Speaking from personal experience, some of the most powerful moments during my labor and delivery were when our care team shared their humanity with us. They were not just doctors or nurses in those moments. They were people who were affected by what was happening to us. People who wished the outcome had been different. I watched as my doctor cried in the delivery room as she handed me my babies. My favorite nurse brought a note to me in recovery because she could not find the words to express how heartbroken she was for us. Our specialist shared wisdom learned from his own experience in a way that still comforts me years later.
These human interactions with our doctors and nurses are the very reasons why we continued our care with them during pregnancy after loss. There was a comfort and confidence in the fact that they were able to meet us in our grief and empathize with what we had been through. There was not a callous disregard for our loss or our continued grief. They met us with empathy and compassion. They did not feel as though they had the perfect words, but in those moments, their words were everything to us. Their words showed us that we were not alone. They put themselves in our shoes and offered what they would have wanted if it had been them: human interaction, tenderness, and comfort.
In those moments, it was not about the specific words. It was about the sincerity with which they were spoken. Our doctors and nurses left their personal stresses, opinions, and judgments at the door and entered into our experience. They put us first. We were grieving parents before we were patients. There were moments when we were not doctor and patient, but we were human beings feeling the effects of a heartbreaking tragedy.
Every case will not look like my experience, and that is okay. I share it with you to highlight the powerful effect your communication with grieving parents can have. Simply put, empathy, compassion, and presence are the most important aspects of communicating. Put yourself in their shoes, and approach these families in the way you would want it approached if it were you. Explain what is happening to them in clear, easy to understand language because it can be hard to process this kind of information. Remind the parents that you are there to support them, and that this experience is about them and what they want.
We acknowledge that providing this level of care to families facing prenatal diagnoses of life-limiting conditions is incredibly difficult. We know that it can take a toll on you emotionally, so we want to support you in taking care of yourself. In order to provide this level of care consistently and without feeling emotionally depleted, it is important to cultivate a practice of self-care. I have written a post about the importance and practice of self-care for you as a professional, and you can find it here.

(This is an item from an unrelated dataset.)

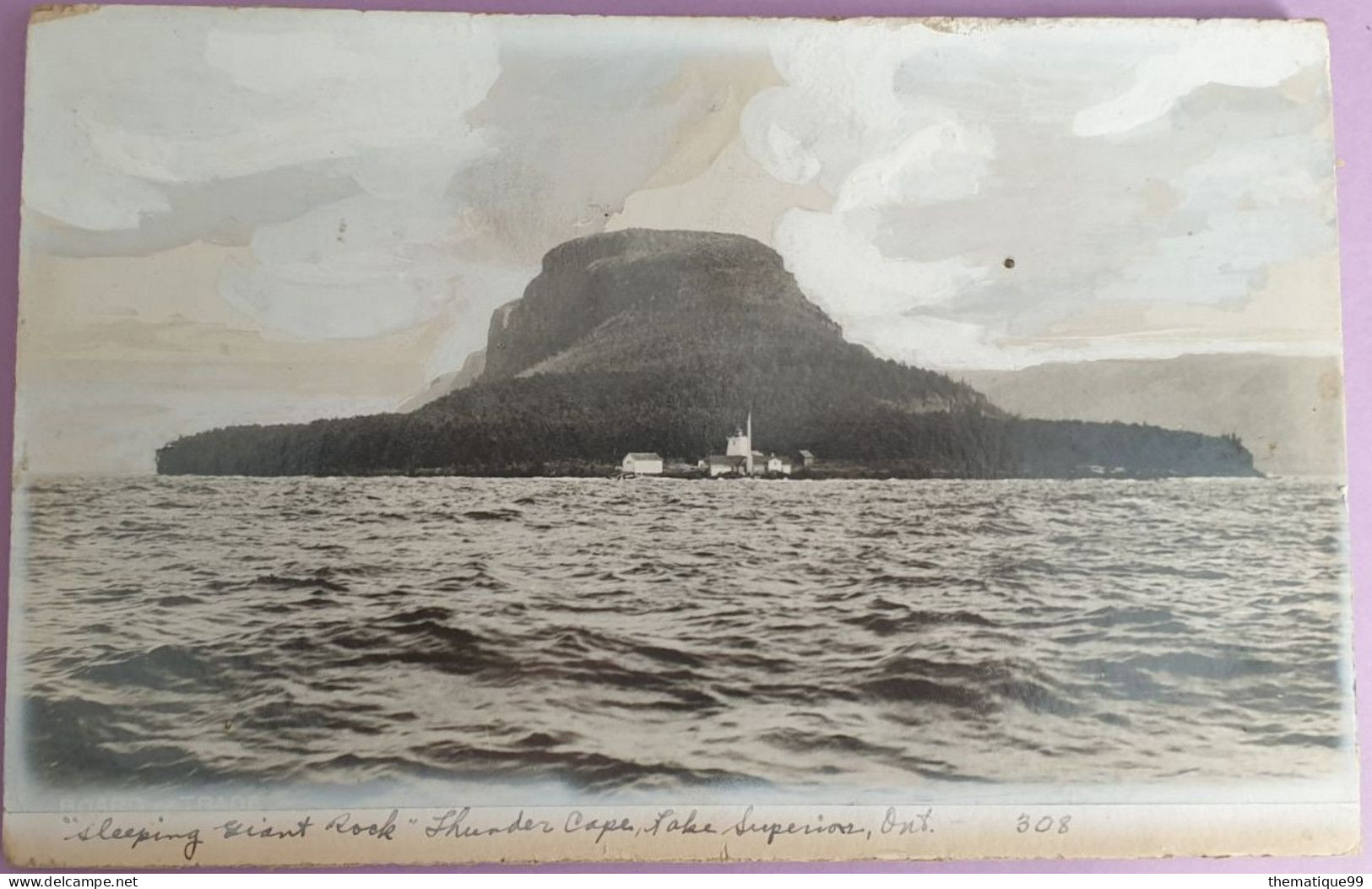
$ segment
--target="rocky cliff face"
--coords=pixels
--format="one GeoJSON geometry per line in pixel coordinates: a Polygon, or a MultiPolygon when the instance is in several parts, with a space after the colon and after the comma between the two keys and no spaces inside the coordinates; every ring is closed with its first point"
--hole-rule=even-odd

The work that you do is vital to the well-being of parents facing the loss of their baby or babies to a life-limiting condition. To these families, there is no more important work. How you care for them has the power to change how equipped, empowered, and supported they feel going into the process of carrying to term. Your care provides families with the support they need to plan for the birth experience they want, the quality of time they get with their baby or babies, and the transition into life after loss. Therefore, we see such value in ensuring that you feel equipped and confident in your ability to provide a high standard of care, communicate well with your patients, and take care of your own well-being.